Step 12: Place the pan lid you have to use on your crock pot (because you broke the actual crock pot lid several months ago) on top and turn on high for a couple of hours or until you have to leave for your party. Everything's fully cooked at this point, it just needs to get nice and hot.

My mother tells me this pairs well with a Merlot but I've decided to give up on actually trying to pair it with a wine like an adult. Because when Kurt and I were out to breakfast this morning we found this:

Isn't it so adorable? We're going to put it in sprite or ginger ale to drink. I'm excited.

 This is why we bought it. Because there are cherries in the bottle.
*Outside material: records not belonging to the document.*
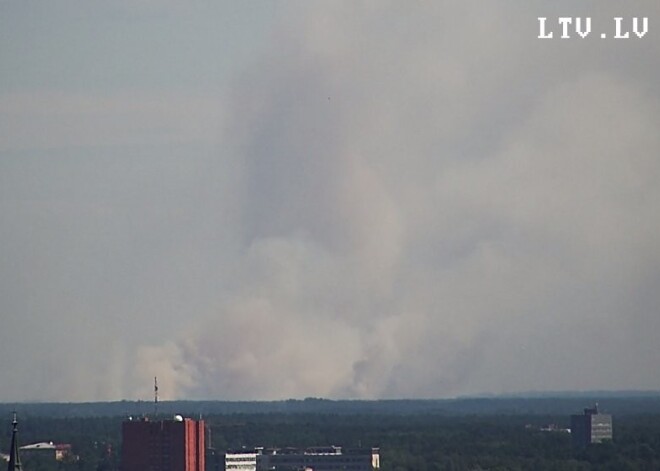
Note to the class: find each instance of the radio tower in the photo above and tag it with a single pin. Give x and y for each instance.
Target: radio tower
(155, 396)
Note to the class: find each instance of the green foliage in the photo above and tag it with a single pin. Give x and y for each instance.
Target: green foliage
(421, 442)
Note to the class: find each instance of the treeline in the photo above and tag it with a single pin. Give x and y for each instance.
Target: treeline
(418, 442)
(628, 403)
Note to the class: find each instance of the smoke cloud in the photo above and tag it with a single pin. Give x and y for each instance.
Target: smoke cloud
(398, 200)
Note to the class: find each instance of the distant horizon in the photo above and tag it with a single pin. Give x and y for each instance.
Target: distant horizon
(331, 198)
(513, 395)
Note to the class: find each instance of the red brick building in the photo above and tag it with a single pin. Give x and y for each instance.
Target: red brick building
(163, 445)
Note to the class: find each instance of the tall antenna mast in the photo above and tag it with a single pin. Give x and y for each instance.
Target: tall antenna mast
(155, 395)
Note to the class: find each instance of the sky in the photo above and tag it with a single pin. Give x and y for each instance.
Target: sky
(263, 200)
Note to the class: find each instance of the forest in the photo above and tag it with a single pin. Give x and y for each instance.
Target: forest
(418, 436)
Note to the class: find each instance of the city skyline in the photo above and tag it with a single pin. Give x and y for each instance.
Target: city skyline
(341, 199)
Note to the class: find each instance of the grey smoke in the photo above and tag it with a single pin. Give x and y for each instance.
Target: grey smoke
(401, 200)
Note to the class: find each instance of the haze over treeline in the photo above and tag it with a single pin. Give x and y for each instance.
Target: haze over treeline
(337, 199)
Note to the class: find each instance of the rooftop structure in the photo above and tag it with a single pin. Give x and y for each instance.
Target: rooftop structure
(331, 458)
(590, 427)
(163, 445)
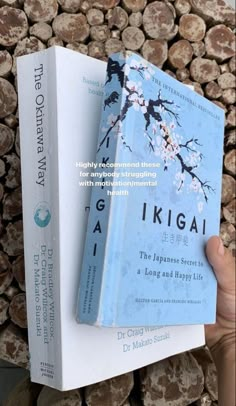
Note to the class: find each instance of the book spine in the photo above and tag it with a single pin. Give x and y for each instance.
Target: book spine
(38, 139)
(100, 222)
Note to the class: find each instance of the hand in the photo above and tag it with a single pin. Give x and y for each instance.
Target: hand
(222, 261)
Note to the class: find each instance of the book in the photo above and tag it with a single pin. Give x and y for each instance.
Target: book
(155, 202)
(60, 100)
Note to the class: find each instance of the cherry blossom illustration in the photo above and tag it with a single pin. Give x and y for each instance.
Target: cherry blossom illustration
(162, 127)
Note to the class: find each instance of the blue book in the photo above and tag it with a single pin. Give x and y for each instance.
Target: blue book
(155, 202)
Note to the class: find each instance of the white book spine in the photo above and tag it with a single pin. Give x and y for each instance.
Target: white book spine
(37, 91)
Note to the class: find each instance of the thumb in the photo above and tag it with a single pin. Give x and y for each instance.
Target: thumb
(222, 262)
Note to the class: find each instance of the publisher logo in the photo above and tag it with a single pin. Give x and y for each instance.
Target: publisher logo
(42, 215)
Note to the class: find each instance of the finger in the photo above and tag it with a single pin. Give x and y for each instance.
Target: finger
(222, 262)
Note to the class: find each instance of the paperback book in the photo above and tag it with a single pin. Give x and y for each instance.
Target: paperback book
(155, 202)
(60, 100)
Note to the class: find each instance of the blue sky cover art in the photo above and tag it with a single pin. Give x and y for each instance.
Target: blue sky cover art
(164, 145)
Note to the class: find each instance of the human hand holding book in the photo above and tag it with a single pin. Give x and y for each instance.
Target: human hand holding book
(220, 336)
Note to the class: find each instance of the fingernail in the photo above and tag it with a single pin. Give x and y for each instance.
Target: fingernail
(221, 248)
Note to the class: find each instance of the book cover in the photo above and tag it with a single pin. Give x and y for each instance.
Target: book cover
(155, 202)
(60, 100)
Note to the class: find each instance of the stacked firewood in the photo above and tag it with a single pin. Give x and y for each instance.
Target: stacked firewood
(193, 41)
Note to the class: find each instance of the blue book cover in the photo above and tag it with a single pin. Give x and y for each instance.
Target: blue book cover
(156, 190)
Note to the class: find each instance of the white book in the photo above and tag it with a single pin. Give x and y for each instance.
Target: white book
(60, 97)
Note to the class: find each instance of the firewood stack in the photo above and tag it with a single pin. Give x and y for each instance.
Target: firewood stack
(193, 41)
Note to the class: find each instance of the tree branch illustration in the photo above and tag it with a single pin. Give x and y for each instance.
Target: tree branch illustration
(154, 110)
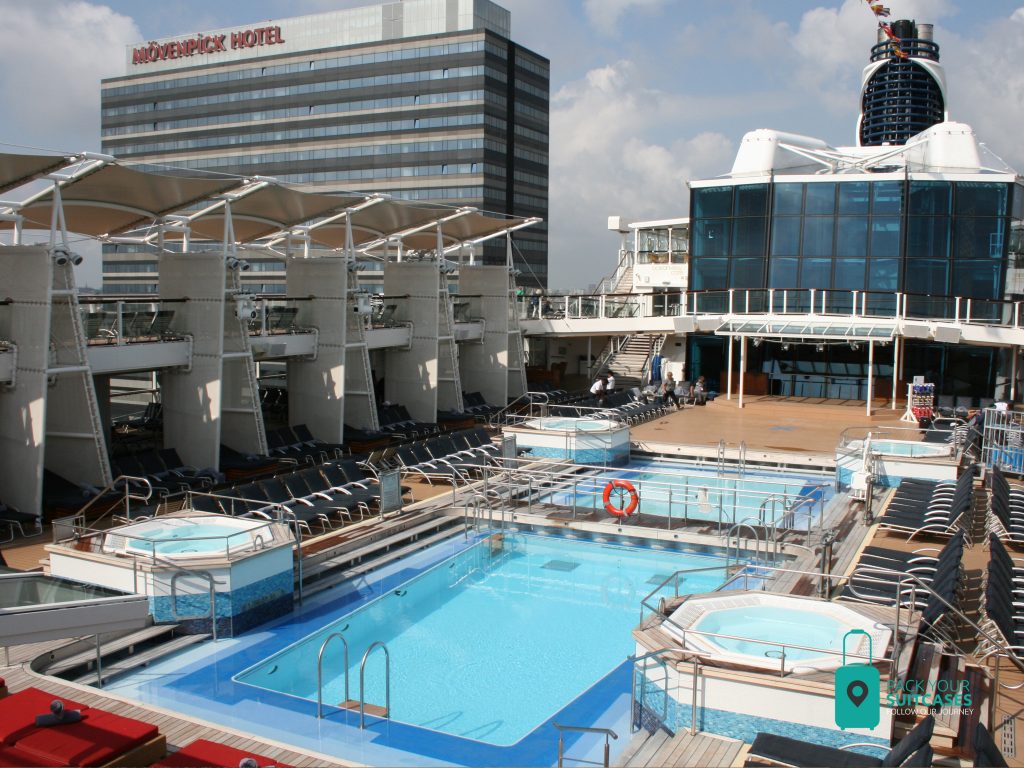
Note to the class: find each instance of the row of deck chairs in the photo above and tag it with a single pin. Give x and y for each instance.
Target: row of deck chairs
(336, 493)
(142, 325)
(1006, 512)
(455, 458)
(165, 471)
(928, 508)
(624, 406)
(1004, 604)
(396, 420)
(298, 442)
(937, 573)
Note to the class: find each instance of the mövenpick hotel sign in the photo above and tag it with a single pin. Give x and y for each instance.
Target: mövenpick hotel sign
(206, 44)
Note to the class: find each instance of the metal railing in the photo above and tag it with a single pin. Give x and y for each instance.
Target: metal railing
(606, 732)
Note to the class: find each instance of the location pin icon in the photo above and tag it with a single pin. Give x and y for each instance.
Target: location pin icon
(857, 692)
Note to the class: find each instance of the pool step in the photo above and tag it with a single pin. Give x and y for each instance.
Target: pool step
(328, 573)
(108, 647)
(143, 658)
(375, 710)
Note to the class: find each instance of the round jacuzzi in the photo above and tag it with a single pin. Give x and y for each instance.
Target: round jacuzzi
(757, 629)
(571, 424)
(194, 536)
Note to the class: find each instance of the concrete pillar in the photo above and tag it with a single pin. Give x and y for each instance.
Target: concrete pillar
(242, 416)
(192, 397)
(316, 388)
(413, 375)
(485, 367)
(76, 445)
(26, 323)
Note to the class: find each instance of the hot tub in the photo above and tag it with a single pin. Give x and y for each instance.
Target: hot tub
(174, 538)
(580, 439)
(756, 629)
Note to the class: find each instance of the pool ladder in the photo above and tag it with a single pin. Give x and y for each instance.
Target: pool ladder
(348, 704)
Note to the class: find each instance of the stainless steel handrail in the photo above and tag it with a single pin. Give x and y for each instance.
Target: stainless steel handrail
(607, 732)
(320, 671)
(387, 681)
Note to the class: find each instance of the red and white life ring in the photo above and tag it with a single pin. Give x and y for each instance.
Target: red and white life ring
(630, 508)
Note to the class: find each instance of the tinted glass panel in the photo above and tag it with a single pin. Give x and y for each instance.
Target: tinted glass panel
(977, 279)
(887, 197)
(752, 200)
(820, 199)
(885, 236)
(849, 274)
(883, 274)
(853, 197)
(927, 275)
(713, 202)
(749, 238)
(709, 273)
(928, 237)
(817, 236)
(980, 238)
(816, 273)
(748, 273)
(931, 198)
(851, 238)
(788, 198)
(785, 237)
(711, 238)
(981, 199)
(783, 273)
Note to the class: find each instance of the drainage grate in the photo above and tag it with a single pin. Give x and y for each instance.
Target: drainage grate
(1009, 731)
(564, 565)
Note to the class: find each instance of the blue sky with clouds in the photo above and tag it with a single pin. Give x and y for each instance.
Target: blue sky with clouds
(646, 94)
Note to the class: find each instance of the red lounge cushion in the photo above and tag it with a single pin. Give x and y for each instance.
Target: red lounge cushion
(11, 758)
(204, 754)
(17, 712)
(97, 738)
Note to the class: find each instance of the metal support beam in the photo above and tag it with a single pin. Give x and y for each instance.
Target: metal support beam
(870, 376)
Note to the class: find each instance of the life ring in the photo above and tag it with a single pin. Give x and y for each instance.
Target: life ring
(630, 508)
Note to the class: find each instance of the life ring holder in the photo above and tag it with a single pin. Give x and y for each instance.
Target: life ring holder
(630, 508)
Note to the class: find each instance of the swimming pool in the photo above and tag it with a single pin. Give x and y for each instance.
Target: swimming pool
(544, 628)
(491, 644)
(690, 493)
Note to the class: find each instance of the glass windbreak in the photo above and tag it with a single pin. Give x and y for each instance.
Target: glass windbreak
(23, 591)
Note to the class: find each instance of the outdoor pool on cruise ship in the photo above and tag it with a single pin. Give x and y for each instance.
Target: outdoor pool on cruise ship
(687, 493)
(487, 641)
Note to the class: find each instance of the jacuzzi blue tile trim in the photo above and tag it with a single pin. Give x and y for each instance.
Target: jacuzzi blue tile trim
(745, 727)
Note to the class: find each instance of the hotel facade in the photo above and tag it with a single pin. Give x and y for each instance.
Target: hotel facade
(425, 100)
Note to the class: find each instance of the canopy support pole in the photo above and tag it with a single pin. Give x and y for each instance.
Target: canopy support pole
(896, 351)
(742, 368)
(728, 375)
(870, 375)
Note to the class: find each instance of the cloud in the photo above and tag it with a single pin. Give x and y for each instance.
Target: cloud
(607, 158)
(52, 56)
(604, 14)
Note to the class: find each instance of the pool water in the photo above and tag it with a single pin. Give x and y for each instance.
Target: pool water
(693, 493)
(775, 625)
(204, 537)
(492, 642)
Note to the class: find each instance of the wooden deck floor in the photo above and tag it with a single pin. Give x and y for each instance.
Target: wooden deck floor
(178, 729)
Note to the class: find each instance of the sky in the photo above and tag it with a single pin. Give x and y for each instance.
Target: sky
(645, 94)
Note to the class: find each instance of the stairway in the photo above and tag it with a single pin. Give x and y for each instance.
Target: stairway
(630, 359)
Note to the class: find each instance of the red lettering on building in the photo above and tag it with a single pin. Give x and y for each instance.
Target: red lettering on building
(204, 44)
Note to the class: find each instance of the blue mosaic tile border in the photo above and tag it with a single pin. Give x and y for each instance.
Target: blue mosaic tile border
(745, 727)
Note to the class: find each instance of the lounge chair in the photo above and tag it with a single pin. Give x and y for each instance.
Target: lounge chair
(912, 750)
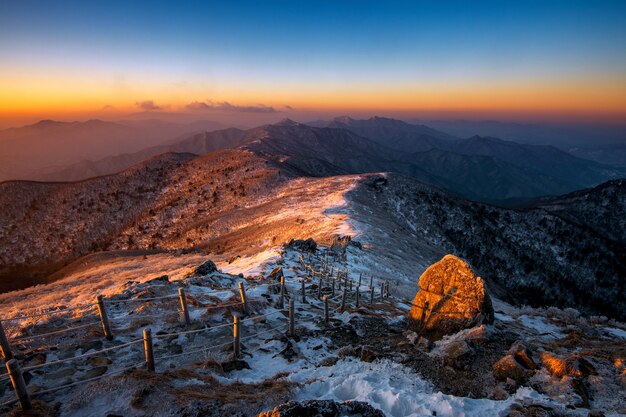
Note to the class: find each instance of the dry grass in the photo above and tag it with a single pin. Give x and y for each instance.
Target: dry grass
(555, 365)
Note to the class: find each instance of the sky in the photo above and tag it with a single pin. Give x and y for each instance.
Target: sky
(521, 60)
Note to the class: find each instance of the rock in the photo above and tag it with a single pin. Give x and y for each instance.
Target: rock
(36, 359)
(328, 361)
(234, 365)
(206, 268)
(308, 245)
(522, 355)
(323, 408)
(577, 366)
(99, 361)
(94, 372)
(91, 344)
(456, 354)
(508, 367)
(451, 298)
(346, 351)
(276, 274)
(162, 278)
(367, 355)
(289, 352)
(61, 373)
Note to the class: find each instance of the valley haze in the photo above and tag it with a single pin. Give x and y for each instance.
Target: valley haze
(285, 209)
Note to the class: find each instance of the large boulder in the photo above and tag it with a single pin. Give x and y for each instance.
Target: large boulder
(451, 298)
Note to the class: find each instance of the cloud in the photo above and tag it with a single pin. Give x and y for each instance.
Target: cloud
(228, 107)
(147, 105)
(197, 105)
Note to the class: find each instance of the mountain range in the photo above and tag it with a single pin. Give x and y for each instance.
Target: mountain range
(480, 168)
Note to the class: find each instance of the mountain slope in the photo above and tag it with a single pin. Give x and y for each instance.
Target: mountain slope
(546, 160)
(34, 152)
(392, 133)
(199, 144)
(478, 177)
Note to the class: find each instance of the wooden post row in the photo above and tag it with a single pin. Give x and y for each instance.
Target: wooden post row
(17, 380)
(326, 315)
(5, 347)
(244, 300)
(236, 336)
(106, 326)
(147, 346)
(281, 303)
(183, 305)
(319, 289)
(292, 319)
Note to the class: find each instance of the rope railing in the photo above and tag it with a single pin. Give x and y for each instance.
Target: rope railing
(39, 336)
(205, 329)
(192, 352)
(139, 300)
(48, 313)
(84, 381)
(347, 291)
(84, 355)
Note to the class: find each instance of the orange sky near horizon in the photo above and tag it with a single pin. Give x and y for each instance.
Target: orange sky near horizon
(563, 99)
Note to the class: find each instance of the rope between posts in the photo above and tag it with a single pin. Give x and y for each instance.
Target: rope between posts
(281, 327)
(84, 355)
(261, 316)
(176, 355)
(140, 300)
(224, 305)
(10, 402)
(84, 381)
(205, 329)
(48, 313)
(39, 336)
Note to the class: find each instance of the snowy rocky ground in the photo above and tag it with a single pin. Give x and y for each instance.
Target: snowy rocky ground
(365, 354)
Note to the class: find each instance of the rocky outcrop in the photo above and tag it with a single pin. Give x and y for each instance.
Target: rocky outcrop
(323, 408)
(451, 298)
(308, 245)
(206, 268)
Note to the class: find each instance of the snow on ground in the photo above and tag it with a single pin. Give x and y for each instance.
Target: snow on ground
(541, 326)
(619, 333)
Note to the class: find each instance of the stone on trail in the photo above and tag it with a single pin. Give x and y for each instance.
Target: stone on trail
(451, 298)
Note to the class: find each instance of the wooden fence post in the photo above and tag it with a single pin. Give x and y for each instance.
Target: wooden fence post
(17, 379)
(319, 289)
(147, 346)
(236, 346)
(292, 319)
(326, 315)
(244, 300)
(281, 303)
(183, 305)
(5, 347)
(106, 326)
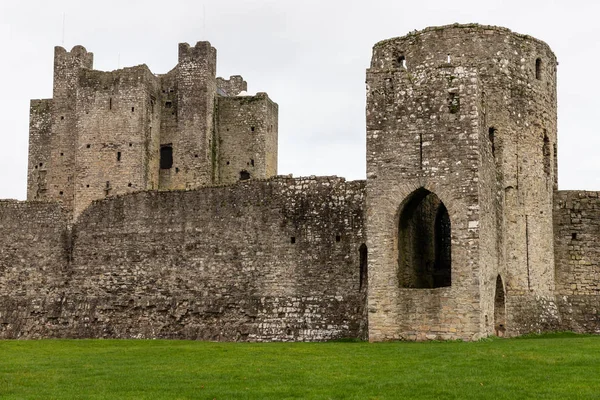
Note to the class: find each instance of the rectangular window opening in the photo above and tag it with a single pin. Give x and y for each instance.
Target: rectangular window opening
(166, 157)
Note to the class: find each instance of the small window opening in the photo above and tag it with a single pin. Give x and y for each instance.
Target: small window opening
(244, 175)
(363, 278)
(166, 157)
(453, 103)
(402, 61)
(492, 137)
(547, 155)
(499, 309)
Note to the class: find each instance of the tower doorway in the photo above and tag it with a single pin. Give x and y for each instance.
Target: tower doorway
(424, 242)
(499, 309)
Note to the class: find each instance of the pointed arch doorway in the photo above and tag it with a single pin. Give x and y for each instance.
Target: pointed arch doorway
(499, 309)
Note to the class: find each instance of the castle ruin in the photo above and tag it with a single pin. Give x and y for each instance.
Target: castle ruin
(154, 208)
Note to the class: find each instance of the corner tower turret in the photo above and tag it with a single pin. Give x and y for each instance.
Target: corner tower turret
(193, 146)
(461, 132)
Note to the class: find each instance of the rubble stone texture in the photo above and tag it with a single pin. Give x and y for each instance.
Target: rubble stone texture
(155, 211)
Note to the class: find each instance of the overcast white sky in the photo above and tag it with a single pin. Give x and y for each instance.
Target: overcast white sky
(310, 56)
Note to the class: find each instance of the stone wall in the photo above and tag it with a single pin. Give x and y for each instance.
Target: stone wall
(34, 254)
(232, 86)
(247, 131)
(260, 260)
(40, 125)
(577, 255)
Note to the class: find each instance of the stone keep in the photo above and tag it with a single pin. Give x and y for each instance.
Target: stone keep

Anyway, if anyone wants it, here is the actual original recipe from my mother who apparently bothers to measure her spices. Be like her. Not like me.

½ cup sour cream
2 tsp. grated Parmesan or Romano cheese
2 tsp. pepper
1 tsp. salt
½ tsp. garlic powder
1 tsp. dry bread crumbs
1 ½ lb. ground beef

In a bowl, combine sour cream and Parmesan cheese. Add pepper, salt, garlic powder and bread crumbs. Crumble meat over mixture and mix well. Shape into 1-inch balls. Place in greased 10 x 15 inch baking pan. Bake at 350 degrees F for 20 to 25 minutes or until no longer pink. Transfer to a slow cooker.

Sauce:
1 cup sour cream
1 (10.75 oz.) can cream of mushroom soup, undiluted
2 tsp. dill weed
½ tsp. sugar
½ tsp. pepper
¼ tsp. garlic powder

Combine sauce ingredients and pour over meatballs in slow cooker. Cover and cook on high for 2 hours or until heated through. Serve as an appetizer, or over noodles for a main course.